Pausa na retrospectiva. Preciso me recompôr. Encosto o carro na estrada e enxugo as lágrimas que embaçam minha vista.
É difícil falar da partida de alguém. Principalmente quando esse alguém foi gerado dentro de você.
Depois de alguns minutos, já é hora de voltar ao caminho até o aeroporto. E voltar ao fim dessa retrospectiva também.
Quando acordei, eu estava sozinha. Totalmente sem forças pra chorar, tive que cuidar de tudo. Liguei inúmeras vezes pro Tomaz, pra todo mundo. Ninguém atendeu. Eu enterrei minha filha sozinha, com nenhum parente presente além de mim. Tomaz evaporou.
Depois que o padre foi embora, eu fiquei no cemitério até altas horas da noite. Eu me recusava a dizer adeus a minha bela Nathalie.
Como eu iria sobreviver sem aquele sorriso? Sem aquele cheirinho?

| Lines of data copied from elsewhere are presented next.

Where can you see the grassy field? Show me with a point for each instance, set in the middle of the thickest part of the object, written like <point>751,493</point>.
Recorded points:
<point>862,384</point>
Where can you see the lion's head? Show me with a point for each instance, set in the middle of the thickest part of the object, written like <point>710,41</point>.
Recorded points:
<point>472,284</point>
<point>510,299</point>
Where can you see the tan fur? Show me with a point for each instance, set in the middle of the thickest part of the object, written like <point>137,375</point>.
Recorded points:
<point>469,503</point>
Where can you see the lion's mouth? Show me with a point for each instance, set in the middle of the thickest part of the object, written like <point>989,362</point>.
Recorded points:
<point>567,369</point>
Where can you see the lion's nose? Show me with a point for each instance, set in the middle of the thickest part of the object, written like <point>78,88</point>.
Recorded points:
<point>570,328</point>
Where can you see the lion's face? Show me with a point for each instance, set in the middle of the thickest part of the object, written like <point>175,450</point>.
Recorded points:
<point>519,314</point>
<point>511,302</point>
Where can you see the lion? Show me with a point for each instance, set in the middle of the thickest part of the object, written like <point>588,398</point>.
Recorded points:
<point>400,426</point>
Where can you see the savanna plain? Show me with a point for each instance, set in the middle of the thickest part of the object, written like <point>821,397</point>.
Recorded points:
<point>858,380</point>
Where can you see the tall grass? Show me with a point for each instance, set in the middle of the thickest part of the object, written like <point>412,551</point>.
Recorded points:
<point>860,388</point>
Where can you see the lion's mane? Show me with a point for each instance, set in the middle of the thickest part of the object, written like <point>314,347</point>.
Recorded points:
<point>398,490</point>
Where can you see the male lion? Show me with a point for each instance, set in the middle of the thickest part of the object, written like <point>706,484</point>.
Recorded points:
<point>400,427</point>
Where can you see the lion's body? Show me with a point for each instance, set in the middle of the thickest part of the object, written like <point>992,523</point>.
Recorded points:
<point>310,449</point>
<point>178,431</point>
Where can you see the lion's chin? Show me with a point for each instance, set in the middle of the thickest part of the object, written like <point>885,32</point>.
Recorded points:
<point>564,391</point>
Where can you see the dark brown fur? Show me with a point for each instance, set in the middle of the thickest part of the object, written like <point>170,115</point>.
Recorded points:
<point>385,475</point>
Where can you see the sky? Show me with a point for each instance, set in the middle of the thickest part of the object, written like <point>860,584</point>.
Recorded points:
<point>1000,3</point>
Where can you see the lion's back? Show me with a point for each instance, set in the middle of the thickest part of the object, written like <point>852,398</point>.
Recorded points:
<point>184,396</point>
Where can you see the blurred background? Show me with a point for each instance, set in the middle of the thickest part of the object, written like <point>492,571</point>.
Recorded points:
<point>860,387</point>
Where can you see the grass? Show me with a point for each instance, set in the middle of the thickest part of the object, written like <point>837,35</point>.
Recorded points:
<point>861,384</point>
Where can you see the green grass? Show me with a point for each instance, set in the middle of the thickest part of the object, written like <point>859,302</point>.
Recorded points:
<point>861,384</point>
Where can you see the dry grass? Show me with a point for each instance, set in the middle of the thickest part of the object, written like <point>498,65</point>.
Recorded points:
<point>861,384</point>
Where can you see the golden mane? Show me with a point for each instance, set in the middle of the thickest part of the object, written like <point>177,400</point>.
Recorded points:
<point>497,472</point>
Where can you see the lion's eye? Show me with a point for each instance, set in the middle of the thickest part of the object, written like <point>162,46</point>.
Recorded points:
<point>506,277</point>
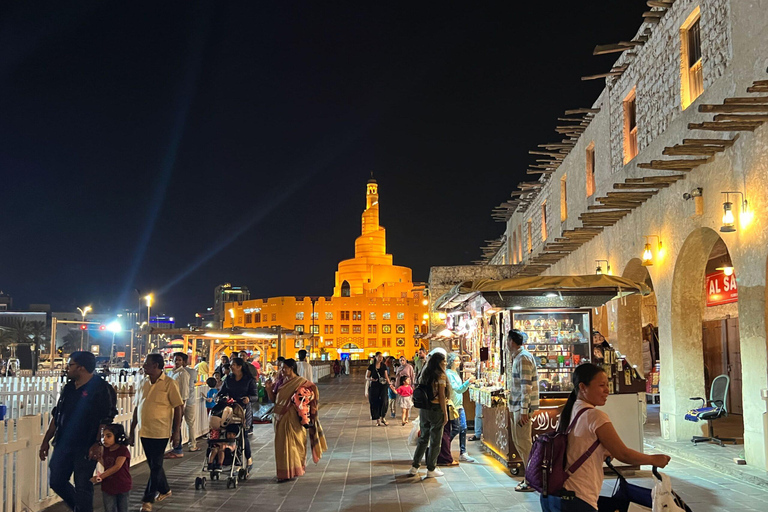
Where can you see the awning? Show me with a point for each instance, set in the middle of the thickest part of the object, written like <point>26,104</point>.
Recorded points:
<point>543,291</point>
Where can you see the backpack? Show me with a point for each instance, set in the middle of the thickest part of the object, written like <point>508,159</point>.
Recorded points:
<point>545,470</point>
<point>423,396</point>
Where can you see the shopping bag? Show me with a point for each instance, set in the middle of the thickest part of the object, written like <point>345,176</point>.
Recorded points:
<point>664,498</point>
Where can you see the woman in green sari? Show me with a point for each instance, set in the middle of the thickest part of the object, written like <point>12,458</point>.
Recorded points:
<point>290,435</point>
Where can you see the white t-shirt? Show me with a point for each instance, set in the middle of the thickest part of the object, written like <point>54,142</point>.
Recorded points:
<point>586,481</point>
<point>304,370</point>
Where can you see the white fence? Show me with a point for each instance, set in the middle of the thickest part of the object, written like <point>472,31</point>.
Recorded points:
<point>24,478</point>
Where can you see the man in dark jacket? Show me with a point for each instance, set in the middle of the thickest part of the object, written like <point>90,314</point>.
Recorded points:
<point>85,405</point>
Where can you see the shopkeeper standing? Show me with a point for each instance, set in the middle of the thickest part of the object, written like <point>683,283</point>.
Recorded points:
<point>523,385</point>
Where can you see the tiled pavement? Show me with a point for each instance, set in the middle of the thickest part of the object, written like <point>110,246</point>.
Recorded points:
<point>365,470</point>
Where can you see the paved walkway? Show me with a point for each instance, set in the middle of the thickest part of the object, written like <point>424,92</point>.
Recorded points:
<point>365,470</point>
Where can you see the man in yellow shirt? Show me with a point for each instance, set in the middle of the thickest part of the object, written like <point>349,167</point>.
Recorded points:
<point>158,409</point>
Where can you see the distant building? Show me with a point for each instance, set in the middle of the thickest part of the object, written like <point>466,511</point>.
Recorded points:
<point>375,305</point>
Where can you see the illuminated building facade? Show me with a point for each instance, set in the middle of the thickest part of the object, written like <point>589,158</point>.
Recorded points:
<point>375,305</point>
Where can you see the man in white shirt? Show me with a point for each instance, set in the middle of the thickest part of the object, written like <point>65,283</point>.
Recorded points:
<point>305,369</point>
<point>179,374</point>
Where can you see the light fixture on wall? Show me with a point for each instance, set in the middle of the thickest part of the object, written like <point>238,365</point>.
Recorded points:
<point>728,220</point>
<point>599,269</point>
<point>647,252</point>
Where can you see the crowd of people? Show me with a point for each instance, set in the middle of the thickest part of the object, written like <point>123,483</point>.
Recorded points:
<point>83,431</point>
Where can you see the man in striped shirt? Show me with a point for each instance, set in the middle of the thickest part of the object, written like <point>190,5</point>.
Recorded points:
<point>523,386</point>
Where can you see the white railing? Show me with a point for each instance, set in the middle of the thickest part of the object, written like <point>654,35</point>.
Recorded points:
<point>24,478</point>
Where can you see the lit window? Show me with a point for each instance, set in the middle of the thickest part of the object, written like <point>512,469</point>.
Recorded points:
<point>590,169</point>
<point>692,78</point>
<point>563,199</point>
<point>630,126</point>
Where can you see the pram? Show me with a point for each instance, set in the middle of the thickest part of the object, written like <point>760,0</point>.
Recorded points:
<point>226,415</point>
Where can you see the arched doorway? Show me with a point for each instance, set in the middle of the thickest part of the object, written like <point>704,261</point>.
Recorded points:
<point>683,373</point>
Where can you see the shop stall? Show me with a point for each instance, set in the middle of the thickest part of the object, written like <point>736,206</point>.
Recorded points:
<point>556,314</point>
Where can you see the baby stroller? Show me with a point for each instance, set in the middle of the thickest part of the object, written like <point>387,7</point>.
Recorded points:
<point>227,417</point>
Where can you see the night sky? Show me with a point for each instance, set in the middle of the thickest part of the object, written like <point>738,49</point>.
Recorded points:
<point>174,146</point>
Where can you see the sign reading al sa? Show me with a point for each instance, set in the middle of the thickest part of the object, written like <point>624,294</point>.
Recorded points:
<point>721,289</point>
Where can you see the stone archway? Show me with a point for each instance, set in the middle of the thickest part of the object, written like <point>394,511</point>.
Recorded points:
<point>682,358</point>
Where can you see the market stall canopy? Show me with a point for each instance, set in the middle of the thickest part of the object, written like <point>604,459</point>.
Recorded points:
<point>542,291</point>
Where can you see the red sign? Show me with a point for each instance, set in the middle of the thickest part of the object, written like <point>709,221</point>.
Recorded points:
<point>721,289</point>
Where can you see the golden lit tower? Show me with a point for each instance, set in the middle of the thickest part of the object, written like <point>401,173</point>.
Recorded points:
<point>371,272</point>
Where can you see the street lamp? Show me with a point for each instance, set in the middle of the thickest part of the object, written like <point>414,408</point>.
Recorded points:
<point>83,311</point>
<point>114,328</point>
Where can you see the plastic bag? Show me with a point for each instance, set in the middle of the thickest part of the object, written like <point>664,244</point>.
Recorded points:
<point>664,498</point>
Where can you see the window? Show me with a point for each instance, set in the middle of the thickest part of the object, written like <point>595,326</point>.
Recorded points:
<point>530,235</point>
<point>563,199</point>
<point>630,126</point>
<point>591,169</point>
<point>691,77</point>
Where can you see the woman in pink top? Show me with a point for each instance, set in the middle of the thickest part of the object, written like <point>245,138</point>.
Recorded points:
<point>581,490</point>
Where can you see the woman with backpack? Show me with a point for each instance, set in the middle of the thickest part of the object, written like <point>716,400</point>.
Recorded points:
<point>590,434</point>
<point>434,418</point>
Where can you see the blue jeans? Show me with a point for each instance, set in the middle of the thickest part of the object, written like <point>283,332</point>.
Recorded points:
<point>460,427</point>
<point>557,504</point>
<point>66,460</point>
<point>115,502</point>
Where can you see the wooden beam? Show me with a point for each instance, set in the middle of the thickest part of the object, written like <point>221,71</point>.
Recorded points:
<point>734,108</point>
<point>710,142</point>
<point>726,126</point>
<point>747,100</point>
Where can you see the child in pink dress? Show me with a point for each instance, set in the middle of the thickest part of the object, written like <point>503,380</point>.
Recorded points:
<point>405,397</point>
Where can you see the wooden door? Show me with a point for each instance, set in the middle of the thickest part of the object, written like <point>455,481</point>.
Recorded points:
<point>734,365</point>
<point>714,355</point>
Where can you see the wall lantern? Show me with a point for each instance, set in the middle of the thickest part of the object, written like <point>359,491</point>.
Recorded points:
<point>647,254</point>
<point>728,220</point>
<point>599,269</point>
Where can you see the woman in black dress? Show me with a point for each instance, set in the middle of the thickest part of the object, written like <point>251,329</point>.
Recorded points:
<point>241,387</point>
<point>377,380</point>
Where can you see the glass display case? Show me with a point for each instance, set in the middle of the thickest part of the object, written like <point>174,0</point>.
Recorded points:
<point>559,340</point>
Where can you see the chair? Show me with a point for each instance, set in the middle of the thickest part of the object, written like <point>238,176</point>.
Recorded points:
<point>715,409</point>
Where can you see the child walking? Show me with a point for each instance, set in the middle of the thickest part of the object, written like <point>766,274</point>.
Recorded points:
<point>405,397</point>
<point>116,479</point>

Voltei pra casa e passei uma semana sem notícias do Tomaz. Minha mãe chegou 3 dias depois do sepultamento. Ficou comigo até Tomaz retornar, bêbado e sujo. A partir da morte da minha filha, Tomaz se tornou o pior homem do mundo. Não falava comigo. Não me queria na cama. Não quis ser mais o meu marido, mesmo não dizendo isso.
Eu suportei dois anos, dois anos nessa indiferença. A última prova de que eu estava disposta a ficar ao seu lado pra sempre foi quando planejei a sua festa de aniversário. Chamei seus amigos e fizemos uma festa pacata. Nesse dia eu pensei que seria a nossa reconciliação definitiva.
Que boba eu fui!
Agora estou grávida e indo pro Canadá recomeçar. Não dava mais, eu estava me matando por quem não morreria por mim.
Agora eu terei a chance de ser feliz, eu e o meu bebê. Acredito que grandes coisas esperam por mim no Canadá.
Longe do Tomaz. Longe do meu ex-marido alcoólatra e insensível que tanto amei.